Brasilia, Brazil, 29 March - 3 April 1999

Housing Layout and Crime Vulnerability

Simon Chih-Feng Shu

The Bartlett School of Graduate Studies
(Torrington Place Site)
University College London
Gower Street
London WC1E 6BT
England

tel (44) (0)171 813 4364
fax (44) (0)171 813 4363
email ucftcsh@ucl.ac.uk


Much research from different disciplines has explored the crime-space relationship often with controversial results. By employing the "Space Syntax" analysis, this research proposes to examine the relation between on the one hand spatial layouts of housing estates and urban areas and on the other hand spatial distribution of property offences, based on crime reports provided by the police, to see how far a definite and consistent relationship can be established. A major concern would be the issue of the accessibility of housing layout ( spatial configuration of open spaces) and the relative vulnerability of property crimes, such as burglary, criminal damage (vandalism) and car crimes. Case-studies cover a wide range of social classes, such as middle-high, middle-working and working class housing estates, and were carefully examined for a period of two years.
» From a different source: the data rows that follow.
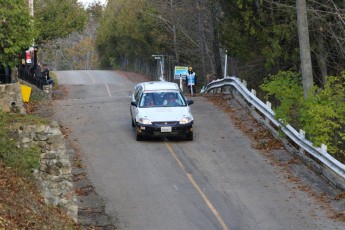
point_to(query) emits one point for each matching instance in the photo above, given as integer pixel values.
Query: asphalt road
(217, 181)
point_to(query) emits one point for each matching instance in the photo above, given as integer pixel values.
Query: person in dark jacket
(8, 73)
(191, 80)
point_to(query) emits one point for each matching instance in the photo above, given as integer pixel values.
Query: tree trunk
(216, 51)
(322, 60)
(304, 46)
(201, 42)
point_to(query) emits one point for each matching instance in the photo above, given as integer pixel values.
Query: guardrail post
(302, 134)
(269, 105)
(254, 93)
(324, 148)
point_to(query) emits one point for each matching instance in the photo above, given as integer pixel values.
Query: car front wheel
(189, 136)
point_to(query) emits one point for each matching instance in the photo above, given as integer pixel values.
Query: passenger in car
(149, 101)
(171, 100)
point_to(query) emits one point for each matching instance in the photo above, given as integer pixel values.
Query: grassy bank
(21, 204)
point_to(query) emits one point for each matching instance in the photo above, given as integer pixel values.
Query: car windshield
(162, 99)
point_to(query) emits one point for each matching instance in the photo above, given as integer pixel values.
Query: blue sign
(181, 71)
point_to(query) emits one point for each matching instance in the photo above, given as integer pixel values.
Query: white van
(159, 108)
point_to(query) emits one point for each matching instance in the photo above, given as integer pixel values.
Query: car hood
(159, 114)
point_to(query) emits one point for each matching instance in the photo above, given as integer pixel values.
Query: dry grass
(22, 206)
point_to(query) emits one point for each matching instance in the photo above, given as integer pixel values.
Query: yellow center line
(106, 85)
(93, 80)
(198, 189)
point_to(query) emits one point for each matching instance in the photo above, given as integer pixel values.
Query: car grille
(166, 123)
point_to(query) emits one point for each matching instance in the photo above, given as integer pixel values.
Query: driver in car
(171, 100)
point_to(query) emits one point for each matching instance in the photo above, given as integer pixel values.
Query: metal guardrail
(36, 80)
(332, 169)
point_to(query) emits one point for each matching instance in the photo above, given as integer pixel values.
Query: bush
(321, 115)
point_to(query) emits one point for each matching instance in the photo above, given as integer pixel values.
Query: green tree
(58, 19)
(16, 32)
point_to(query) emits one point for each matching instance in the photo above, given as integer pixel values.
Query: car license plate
(165, 129)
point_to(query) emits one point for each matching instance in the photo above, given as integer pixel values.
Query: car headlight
(145, 121)
(185, 120)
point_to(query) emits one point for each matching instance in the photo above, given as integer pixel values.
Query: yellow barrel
(26, 91)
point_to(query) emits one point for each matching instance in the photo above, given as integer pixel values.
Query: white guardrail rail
(323, 162)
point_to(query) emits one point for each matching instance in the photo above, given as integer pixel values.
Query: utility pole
(31, 9)
(161, 61)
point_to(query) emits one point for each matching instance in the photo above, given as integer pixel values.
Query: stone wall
(11, 98)
(54, 173)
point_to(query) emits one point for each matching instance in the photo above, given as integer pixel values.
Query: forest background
(261, 39)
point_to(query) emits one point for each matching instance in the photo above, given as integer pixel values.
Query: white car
(159, 108)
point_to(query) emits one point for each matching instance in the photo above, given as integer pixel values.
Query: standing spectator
(47, 76)
(191, 80)
(8, 73)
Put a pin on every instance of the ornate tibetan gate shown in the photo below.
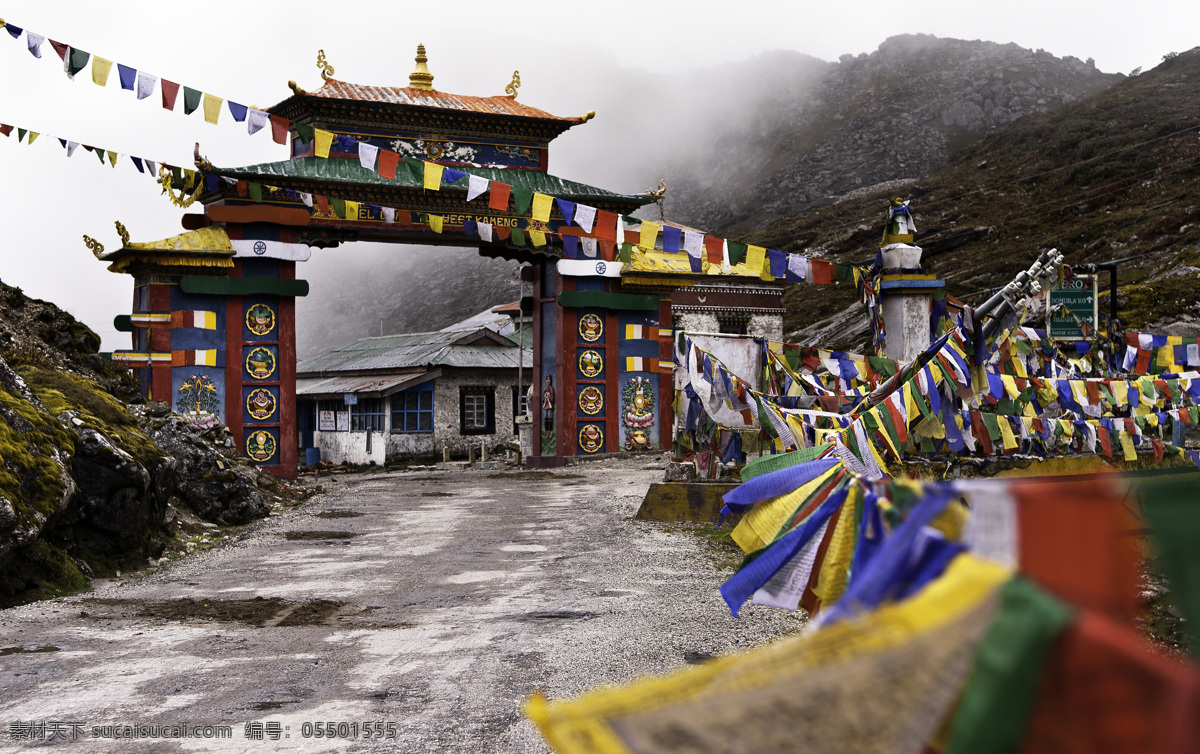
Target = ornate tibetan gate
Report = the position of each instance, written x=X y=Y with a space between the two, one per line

The findings from this research provide empirical evidence for skepticism on the concept of "territoriality" and "defensible space" put forward by Oscar Newman, and suggest that, other things being equal, property crimes tend to cluster in those globally or locally segregated areas, particularly in those unconstituted enclosed clusters which Newman considered to be the key to increase local surveillance and hence to exclude casual intrusion by non-residents.